Closed dmonad closed 1 year ago

dmonad commented 3 years ago

Problem

After leaving a collaborative session in Jupyterlab 3.1a*, we always start a new collaborative session without retaining the editing history for that document. Internally, we use Yjs to build a shared model (e.g. YNotebook) that can be synchronized with other peers in real-time.

After all users left a session, the editing history of the Yjs model is lost. We don't persist the YNotebook, instead we create a new shared model. However, persisting the shared model has several advantages.

  1. By keeping the editing history, we can restore old versions of the Jupyter Notebook. Tracking changes, similarly to Google Docs, is possible with Yjs only if we retain the editing history.
  2. For the commenting feature, it is generally advisable to use Yjs' relative positions that allow us to "attach" meta-information to ranges of text. This is only possible if we keep the editing history.
  3. There are some edge-cases when people that join a collaborative session after being offline for a long time, can overwrite the document of others with an old document. The reason for this is that Yjs doesn't know which "fork" should be preferred after the document lost its editing history, and therefore just picks one. This issue can be prevented when the document model, including its editing history, is persisted in a database

Keeping the editing history doesn't mean that we end up with huge documents. Yjs optimizes the representation and garbage-collects old edits by default. It can be shown that it is impossible for a human to create an edit history that the browser wouldn't be able to parse in an acceptable amount of time.

Proposed Solution

The RTC server should store the shared model, including its history, in a database. Any database would work. @ellisonbg suggested to use sqlite, but using leveldb would also work.

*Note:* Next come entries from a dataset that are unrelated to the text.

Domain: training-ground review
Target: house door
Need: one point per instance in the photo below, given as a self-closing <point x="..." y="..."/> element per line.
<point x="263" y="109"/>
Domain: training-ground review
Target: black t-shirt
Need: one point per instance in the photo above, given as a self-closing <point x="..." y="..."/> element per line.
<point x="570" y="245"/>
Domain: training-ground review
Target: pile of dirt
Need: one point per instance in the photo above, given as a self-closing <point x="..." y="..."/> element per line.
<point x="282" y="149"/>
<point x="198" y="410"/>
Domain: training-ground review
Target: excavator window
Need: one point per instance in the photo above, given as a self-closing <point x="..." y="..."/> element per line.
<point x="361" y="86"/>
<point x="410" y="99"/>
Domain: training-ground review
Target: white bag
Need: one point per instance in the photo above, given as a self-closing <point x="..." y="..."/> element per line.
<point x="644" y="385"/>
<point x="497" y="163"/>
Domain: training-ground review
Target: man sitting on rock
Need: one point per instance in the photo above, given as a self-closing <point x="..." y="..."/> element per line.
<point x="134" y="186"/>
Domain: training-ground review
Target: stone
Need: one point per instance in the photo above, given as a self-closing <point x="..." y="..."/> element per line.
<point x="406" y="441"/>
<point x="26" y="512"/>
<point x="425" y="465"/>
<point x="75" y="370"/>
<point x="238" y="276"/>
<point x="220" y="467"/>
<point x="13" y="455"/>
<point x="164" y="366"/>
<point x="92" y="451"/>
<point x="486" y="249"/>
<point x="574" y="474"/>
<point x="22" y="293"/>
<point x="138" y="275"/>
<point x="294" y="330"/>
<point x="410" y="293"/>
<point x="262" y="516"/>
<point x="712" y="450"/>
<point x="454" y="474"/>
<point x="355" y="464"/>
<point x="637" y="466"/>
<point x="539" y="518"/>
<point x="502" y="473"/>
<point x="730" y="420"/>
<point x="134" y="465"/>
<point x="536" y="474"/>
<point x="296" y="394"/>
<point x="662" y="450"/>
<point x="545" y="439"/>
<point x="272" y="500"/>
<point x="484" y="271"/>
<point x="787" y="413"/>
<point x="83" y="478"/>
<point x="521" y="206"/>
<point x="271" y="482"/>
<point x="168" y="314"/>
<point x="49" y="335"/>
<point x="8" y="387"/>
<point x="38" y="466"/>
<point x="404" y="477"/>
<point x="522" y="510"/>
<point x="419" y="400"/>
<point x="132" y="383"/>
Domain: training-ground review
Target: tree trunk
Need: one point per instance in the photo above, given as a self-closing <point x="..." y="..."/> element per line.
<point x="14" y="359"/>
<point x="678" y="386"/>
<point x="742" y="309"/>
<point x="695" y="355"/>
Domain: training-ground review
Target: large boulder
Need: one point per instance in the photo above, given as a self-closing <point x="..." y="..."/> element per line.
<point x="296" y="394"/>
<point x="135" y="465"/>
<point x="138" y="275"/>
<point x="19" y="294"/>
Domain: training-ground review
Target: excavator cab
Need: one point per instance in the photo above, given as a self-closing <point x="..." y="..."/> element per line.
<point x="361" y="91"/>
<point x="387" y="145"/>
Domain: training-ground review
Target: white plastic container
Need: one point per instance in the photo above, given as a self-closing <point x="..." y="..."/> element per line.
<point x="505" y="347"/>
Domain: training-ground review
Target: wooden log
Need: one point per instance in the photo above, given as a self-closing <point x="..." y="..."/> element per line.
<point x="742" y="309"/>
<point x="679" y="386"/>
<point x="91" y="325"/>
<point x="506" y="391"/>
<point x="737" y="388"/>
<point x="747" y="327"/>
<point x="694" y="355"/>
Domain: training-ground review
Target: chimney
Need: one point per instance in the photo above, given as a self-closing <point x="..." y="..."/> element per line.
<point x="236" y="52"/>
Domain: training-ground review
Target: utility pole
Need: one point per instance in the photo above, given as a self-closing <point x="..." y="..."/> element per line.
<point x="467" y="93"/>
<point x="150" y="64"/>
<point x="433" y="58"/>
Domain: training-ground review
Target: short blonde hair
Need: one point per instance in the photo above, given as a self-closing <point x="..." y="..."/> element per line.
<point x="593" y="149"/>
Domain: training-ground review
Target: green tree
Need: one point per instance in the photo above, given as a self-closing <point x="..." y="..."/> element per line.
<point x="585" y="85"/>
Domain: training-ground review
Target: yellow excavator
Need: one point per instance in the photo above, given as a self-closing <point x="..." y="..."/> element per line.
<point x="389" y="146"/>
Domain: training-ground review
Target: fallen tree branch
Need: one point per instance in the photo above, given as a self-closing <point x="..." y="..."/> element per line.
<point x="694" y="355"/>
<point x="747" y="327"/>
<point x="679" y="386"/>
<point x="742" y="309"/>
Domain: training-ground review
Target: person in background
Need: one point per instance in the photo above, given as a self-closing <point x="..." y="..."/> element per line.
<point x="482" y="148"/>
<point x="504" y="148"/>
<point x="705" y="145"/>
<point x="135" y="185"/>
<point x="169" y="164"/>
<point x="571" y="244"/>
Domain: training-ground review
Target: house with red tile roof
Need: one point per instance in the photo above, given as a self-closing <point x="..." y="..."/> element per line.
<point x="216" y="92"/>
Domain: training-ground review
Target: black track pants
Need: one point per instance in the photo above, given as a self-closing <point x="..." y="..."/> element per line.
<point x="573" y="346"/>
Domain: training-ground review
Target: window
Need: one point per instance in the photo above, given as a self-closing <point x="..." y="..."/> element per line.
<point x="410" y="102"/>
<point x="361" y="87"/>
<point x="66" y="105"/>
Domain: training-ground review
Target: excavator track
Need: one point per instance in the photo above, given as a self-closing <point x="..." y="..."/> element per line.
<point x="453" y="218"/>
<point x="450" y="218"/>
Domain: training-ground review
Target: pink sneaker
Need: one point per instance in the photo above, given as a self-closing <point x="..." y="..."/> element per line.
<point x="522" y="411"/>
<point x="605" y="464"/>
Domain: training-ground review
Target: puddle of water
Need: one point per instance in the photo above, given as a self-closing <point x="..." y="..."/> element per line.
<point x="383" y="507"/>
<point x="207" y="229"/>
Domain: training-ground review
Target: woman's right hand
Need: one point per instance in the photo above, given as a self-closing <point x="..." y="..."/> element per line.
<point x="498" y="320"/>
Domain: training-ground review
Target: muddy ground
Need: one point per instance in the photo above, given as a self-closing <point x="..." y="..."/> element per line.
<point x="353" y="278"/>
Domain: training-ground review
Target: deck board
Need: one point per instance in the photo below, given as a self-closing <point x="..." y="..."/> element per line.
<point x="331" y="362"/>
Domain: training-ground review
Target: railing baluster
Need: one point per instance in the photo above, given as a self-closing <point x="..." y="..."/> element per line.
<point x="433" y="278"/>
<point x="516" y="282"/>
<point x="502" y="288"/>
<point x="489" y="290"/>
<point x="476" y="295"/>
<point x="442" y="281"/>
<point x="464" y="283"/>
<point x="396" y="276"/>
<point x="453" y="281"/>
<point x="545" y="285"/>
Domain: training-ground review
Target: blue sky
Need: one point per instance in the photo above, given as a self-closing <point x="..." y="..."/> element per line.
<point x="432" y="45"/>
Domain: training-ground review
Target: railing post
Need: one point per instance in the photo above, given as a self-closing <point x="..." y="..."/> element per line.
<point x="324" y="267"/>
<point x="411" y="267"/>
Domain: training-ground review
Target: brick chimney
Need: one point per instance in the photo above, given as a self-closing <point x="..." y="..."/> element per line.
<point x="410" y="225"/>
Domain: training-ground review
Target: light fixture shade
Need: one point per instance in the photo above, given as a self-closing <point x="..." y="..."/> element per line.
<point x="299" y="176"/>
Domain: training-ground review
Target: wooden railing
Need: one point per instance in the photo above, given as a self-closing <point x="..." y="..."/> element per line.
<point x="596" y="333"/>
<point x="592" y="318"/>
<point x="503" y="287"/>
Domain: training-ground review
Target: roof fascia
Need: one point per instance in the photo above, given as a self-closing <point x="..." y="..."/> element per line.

There are several options:

  1. We could maintain a separate database for each document. The database would be stored alongside the file (alternatively, we could store the database instead of the .ipynb file.).
  2. We maintain one database for all documents in a folder.
  3. We maintain one database for all documents on the operating system. The location for that database could be in the configuration folder for the user (e.g. ~/.jupyter/shared-models.db).

The question is also whether we want to keep the *.ipynb file if the file also exists in a database. The source of truth needs to be the entity that stores the shared model. So changes to the .ipynb file on the filesystem won't be detected anymore. In any case, we should probably start with adding a database as an optional feature, and then, if we agree to, move the notebook format to the database.

Additional context

This extension would work similarly to the y-leveldb adapter. It would store incremental updates in the database that will be automatically merged to a single document entry when needed. This would ensure that each keystroke is immediately synchronized to the filesystem - similarly to Google Docs, where you never lose content, even if you forget to hit the "save" button.


@ellisonbg @SylvainCorlay @hbcarlos

fcollonval commented 1 year ago

Closing this as now we have the ability to store the shared model in jupyter_collaboration using the Store concept.